- US oil exports last week averaged 11.4 million barrels per day.
- The weaker dollar supports oil prices by making it cheaper for overseas buyers.
- US officials were forced to scale back the Russian price-cap plan.
Following a session-high increase of more than 3%, crude oil (CL) futures prices continued to surge in early Asian trade on Thursday, supported by record US crude exports and a declining US dollar.
According to government figures, the US exported 11.4 million barrels of petroleum daily last week. The increase coincided with domestic fuel inventories reaching historic seasonal lows, reflecting the likelihood of a tightening supply.
The outlook for fuel supply tightened as gasoline inventories decreased and already critically low diesel inventories on the East Coast decreased further. Markets focused on the high export figure and mostly ignored a smaller-than-anticipated 2.59 million barrel growth in crude stockpiles.
The weaker dollar has also supported the price of crude. The dollar recently traded close to a three-week low, making raw materials priced in US dollars more affordable for international customers.
Crude recovered in October as the Organization of Petroleum Exporting Countries and its partners announced a significant output cut, reversing four consecutive months of losses as worries about a global downturn gained traction and central banks increased interest rates. Investors have also been assessing the possible effects of US and EU proposals to cap prices to punish Moscow for its invasion of Ukraine.
US officials were forced to cut back the price-cap plan before its probable implementation this quarter. The US and EU are now likely to settle for a more loosely policed restriction enforced at a higher price than originally intended rather than severely restricting the Kremlin’s oil profits.
On global demand, some hope to see evidence of an economic recovery in China, which would help offset falling demand as recession fears spread overseas. However, the nation is still facing challenges as further evidence of macroeconomic weakness appears.

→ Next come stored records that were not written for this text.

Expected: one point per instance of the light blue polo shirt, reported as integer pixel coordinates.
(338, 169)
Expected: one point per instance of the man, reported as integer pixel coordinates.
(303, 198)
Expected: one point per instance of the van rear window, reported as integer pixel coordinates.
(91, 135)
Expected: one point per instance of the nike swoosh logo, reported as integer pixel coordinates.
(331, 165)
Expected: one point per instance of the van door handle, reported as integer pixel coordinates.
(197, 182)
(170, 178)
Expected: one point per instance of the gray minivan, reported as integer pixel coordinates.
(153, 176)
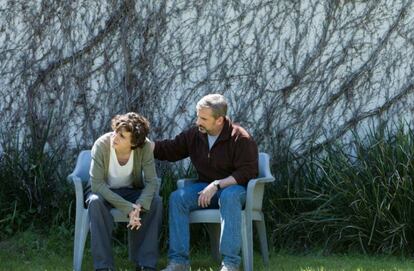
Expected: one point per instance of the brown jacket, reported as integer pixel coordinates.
(234, 153)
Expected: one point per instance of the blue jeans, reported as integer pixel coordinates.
(229, 200)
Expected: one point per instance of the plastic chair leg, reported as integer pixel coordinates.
(247, 243)
(81, 233)
(261, 230)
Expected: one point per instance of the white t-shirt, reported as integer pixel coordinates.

“The more recent weakness in the dollar has provided some tailwinds to the oil market while falling US gasoline inventories and record petroleum exports have only provided a further boost,” said Warren Patterson, head of commodities strategy at ING Groep NV. “As for the outlook, much will depend on how the macro picture evolves, but oil fundamentals look increasingly constructive in the months ahead, which suggests higher prices.”